1558 | London

Choose Wisely

William Bullein sees water’s grossness and salubriousness.

Water is one of the four elements, lighter than earth, heavier than fire and air.

But this water which is here among us in rivers, ponds, springs, floods, and seas be no pure waters, for they be mingled with sundry airs, corruptions, grossness, and saltiness, notwithstanding in all our meats and drinks, water is used, and among all living creatures cannot be forborne, among man, beast, fish, foul, herb, and grass. And as Avicenna said, clay water is pure, for clay cleans the water and is better than water that runs over gravel, or stones, so that it be pure clay, void of corruption. Also, waters running toward the east be pure, coming out of hard stone rocks, and a pint of that water is lighter than a pint of the standing water of wells or pools. The lighter the water, the better it is. Also, water that is put in wine, etc., ought first to be sodden [boiled] so the fire does cleanse it from corruption. Standing waters, and water running near unto cities and towns, or marsh ground, woods, and fens be ever full of corruption because there is so much filth in them of carrions and rotten dung, etc.
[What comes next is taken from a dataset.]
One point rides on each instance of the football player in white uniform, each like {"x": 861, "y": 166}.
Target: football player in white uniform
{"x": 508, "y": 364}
Ice and snow waters be very gross and be hurtful to the bodies of men and beasts. To drink cold water is evil, for it will stop the body and engender melancholy. Salt water helps a man from scabs, itch, and moist humors, it kills lice, and wastes blood between the skin and the flesh, but it is most hurtful to the stomach, but the vapor and smoke of it is good for them that have the dropsy.


William Bullein

From The Government of Health. Born on the Isle of Ely around 1515 to a family that may have been related to Anne Boleyn, Bullein began practicing as a physician in 1554 after resigning a rectorship due to his fervent Protestantism. He dedicated this medical text to his patron, Baron Thomas Hilton, in a note attacking those who slander physicians as poisoners. Shortly after the book’s publication, Hilton died. Bullein married the baron’s widow; he was promptly accused of poisoning his former benefactor.